#alexanderg-idmpotncy
1 messages · Page 1 of 1 (latest)
That's not what you'd want to use idempotency for (verifying if something already exists). What are you trying to accomplish, specifically?
I need to know if on a given create call I have actually created payment intent in Stripe, rather than picking up an existing one which might have been created a while ago.
The creation call will return the new PaymentIntent in the response if it's successful, or an error if it failed. You'd want to note that PaymentIntent id if you need to use it in a later call.
I understand this. I need to know on a second call with the same data that a payment intent was not actually created in stripe during this call and a payment intent which was created an hour ago is returned.
Example: call 1 - payment intent created and return, call 2 in one hour - same payment intent is returned (not created)
Idempotent requests will not indicate if the earlier tries were successful or not. What you can do is look at the created timestamp in the PaymentIntent object to know when it was created.

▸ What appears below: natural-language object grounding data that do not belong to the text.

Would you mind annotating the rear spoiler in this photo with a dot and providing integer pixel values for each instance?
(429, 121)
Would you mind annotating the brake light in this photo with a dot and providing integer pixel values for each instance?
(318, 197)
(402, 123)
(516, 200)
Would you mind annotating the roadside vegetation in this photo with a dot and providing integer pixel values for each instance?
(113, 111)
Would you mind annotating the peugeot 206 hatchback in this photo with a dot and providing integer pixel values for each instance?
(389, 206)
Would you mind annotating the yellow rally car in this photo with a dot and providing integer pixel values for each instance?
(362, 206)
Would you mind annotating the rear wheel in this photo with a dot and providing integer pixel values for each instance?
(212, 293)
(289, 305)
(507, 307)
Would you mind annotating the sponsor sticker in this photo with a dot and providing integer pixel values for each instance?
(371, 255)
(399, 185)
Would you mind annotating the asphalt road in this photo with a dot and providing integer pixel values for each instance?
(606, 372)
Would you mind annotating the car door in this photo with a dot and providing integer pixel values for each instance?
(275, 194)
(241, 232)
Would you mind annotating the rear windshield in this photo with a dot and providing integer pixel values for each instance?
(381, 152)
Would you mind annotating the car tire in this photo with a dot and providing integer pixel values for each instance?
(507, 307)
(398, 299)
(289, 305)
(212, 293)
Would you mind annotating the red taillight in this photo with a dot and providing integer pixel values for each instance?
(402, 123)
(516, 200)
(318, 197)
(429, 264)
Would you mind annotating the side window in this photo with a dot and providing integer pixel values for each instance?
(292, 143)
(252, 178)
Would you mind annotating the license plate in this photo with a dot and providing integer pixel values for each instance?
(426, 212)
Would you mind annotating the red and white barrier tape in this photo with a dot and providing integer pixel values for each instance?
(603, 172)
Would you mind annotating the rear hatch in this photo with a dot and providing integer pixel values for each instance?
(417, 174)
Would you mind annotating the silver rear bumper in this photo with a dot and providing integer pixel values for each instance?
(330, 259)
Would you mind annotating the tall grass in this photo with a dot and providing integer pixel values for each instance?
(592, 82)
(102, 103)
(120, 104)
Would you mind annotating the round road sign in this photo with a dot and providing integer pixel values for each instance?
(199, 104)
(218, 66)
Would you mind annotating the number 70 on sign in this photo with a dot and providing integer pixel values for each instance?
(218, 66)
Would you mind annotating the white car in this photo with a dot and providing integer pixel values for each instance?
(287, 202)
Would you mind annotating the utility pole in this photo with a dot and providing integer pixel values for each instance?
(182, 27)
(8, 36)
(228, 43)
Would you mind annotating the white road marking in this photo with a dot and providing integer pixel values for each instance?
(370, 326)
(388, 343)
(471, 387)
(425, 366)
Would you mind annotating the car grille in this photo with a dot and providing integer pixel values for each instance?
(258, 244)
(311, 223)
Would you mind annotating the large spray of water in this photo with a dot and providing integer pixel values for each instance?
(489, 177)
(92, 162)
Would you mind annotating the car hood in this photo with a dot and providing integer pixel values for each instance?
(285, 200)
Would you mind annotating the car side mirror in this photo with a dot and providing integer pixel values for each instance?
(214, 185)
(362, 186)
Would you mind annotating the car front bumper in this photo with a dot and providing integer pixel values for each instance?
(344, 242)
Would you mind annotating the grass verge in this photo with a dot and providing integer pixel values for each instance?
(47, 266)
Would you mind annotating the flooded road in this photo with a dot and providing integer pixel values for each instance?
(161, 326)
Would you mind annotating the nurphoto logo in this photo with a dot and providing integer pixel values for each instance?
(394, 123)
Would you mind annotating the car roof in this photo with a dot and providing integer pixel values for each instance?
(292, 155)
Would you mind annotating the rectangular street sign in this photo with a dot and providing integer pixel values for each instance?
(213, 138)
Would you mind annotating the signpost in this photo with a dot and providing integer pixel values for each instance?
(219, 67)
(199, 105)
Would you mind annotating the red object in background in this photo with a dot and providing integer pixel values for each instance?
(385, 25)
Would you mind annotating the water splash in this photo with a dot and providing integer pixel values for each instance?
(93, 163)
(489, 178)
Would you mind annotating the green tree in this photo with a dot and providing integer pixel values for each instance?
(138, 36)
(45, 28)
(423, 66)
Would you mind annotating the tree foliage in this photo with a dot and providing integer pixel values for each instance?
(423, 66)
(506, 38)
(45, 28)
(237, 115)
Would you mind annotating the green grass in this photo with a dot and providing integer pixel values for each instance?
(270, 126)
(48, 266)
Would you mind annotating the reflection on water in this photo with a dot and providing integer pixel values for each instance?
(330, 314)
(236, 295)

The issue I have is that the calls a being dups and have milliseconds in between so this would not give much. Is there anything else I could use from Stripe API
in the same create call, without making other calls
What are you trying to accomplish that would result in making subsequent idempotent requests that quickly? Normally you'd only retry a request in response to the initial one failing.
I am not trying to achieve this - this is a software quality issue we need to consider on our end and account for depending on what Stripe API has to offer.
Right but when you say you need to know whether the PaymentIntent existed already or not, why is that? What goal do you have that requires knowing if the PaymentIntent was created previously with idempotent requests?
So that we do not persist the second entry in our DB. We can address it on our end, but my hope was that Stripe would have a flag on PaymentIntent returned to indicate whether it was actually created, because what happens is actually an implicit get instead of create.